Tarihsel çevrelerde, özellikle tarihsel kent merkezlerinde planlama ve uygulama sorunları giderek karmaşık hale gelmiştir.
Bu çevreler;
• Merkezi İş Alanı (MİA) kullanımlarının yoğunlaşması,
• Yüksek oranda nüfus ve alan kullanımı artışı,
• Bu nedenle oluşan rant artışları ve spekülasyon,
• Çöküntü alanlarına dönüşme,
• Ulaşım ve otopark sorunları,
• Yıkılıp çok katlı yenilenme,
• Korunamama ve terk edilme,
gibi sorunlar ile karşı karşıyadır.
Ayrıca, tarihi dokuya aykırı, geleneksel dokuyu tahrip eden yeni ulaşım aksları ve otopark uygulamaları, büyük taban alanı ve yükseklikler, geleneksel doku içinde korunması gerekli anıtsal ve / veya sivil mimarlık örneklerinin yıkımına yol açacak yoğunluk artışları ve kullanım kararları (depolama, sanayi, küçük sanayi vb.) ile, kent planlarında bir anlamda terk edilmiş ve unutulmuş, hatta var olan değerleri yok sayılmıştır. Tarihsel kent merkezlerinde, yeniden ele alınması gerekli planlarda önemli bir uygulama sorunu da imar uygulamasının yapılmış ve tapuya tescil edilmiş olmasıdır.

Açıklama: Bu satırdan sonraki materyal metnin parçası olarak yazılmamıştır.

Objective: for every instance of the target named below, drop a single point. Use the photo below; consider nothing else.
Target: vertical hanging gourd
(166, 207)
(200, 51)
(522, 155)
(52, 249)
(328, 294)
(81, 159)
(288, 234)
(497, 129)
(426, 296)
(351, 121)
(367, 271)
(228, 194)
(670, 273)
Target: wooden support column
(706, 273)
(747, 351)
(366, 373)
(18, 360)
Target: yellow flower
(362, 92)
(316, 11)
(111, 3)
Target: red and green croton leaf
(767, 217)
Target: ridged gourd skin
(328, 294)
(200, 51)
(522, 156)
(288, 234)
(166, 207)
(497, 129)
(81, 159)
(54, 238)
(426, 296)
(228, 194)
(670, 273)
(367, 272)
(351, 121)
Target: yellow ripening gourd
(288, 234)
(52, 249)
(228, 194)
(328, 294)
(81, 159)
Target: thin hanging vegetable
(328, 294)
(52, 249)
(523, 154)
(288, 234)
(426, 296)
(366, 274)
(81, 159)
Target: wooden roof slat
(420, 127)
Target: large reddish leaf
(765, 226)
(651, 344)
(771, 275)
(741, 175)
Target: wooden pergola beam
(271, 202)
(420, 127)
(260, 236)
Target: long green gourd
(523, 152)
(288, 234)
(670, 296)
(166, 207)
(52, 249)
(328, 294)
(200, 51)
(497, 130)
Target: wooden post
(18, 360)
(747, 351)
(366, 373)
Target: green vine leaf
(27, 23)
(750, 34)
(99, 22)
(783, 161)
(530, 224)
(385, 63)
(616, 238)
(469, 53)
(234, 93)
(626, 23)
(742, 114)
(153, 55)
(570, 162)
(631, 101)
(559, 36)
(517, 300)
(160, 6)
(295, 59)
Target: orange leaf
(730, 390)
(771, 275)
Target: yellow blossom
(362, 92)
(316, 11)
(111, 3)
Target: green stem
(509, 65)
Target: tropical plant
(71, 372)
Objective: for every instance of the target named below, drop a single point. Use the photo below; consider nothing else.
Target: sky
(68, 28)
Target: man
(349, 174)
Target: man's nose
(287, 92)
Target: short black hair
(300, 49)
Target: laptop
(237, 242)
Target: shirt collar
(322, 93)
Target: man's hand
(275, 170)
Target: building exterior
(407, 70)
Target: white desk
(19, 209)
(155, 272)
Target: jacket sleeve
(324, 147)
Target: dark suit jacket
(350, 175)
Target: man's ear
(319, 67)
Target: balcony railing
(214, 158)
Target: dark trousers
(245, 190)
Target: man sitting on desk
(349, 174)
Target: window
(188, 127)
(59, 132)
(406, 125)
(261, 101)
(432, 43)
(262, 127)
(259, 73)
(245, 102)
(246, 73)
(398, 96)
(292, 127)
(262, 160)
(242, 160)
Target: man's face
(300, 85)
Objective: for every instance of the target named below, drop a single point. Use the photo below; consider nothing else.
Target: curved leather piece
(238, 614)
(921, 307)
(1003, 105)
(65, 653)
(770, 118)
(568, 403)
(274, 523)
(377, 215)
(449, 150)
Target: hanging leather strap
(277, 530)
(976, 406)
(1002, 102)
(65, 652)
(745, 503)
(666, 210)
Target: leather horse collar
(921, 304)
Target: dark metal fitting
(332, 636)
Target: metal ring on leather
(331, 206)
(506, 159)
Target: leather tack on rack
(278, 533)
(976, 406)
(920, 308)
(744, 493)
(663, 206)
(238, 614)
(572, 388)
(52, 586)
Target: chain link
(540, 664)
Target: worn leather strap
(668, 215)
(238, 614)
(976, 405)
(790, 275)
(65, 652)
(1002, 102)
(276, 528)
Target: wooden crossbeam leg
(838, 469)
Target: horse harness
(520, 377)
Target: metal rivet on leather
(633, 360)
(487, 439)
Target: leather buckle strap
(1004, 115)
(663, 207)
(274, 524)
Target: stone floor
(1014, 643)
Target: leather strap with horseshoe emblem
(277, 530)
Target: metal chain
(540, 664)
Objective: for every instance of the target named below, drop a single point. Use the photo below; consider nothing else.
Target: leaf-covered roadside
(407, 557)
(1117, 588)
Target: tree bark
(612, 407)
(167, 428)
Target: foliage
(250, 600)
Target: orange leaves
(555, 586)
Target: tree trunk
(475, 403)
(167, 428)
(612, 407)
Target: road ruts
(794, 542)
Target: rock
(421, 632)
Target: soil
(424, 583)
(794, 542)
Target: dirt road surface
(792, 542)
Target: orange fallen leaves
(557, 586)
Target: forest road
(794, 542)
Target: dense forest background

Tarihsel çevrelerde uzun yıllardır birikmiş olan sorunların bir Koruma Planı doğrultusunda hazırlanacak uygulamaya yönelik “Kentsel Tasarım” plan ve projeleri ile çözümlenmesi günümüzde oldukça yaygınlaşmıştır. Özellikle Belediyeler ve Kültür ve Turizm Bakanlığı’nın bugüne kadar yaptığı uygulamalarda özellikle meydan düzenlemesi, yaya yolu düzenlemesi, anıtsal yapı çevre düzenlemeleri ve benzeri çalışmalar ağırlıklı olarak kentsel tasarım, peyzaj, altyapı ve kent mobilyaları projeleri hazırlanmakta ve uygulamaya geçilmektedir. Bu bölümün amacı, tarihsel çevrelerde “Kentsel Tasarım” olgusunun örneklerle kısaca açıklanmasıdır.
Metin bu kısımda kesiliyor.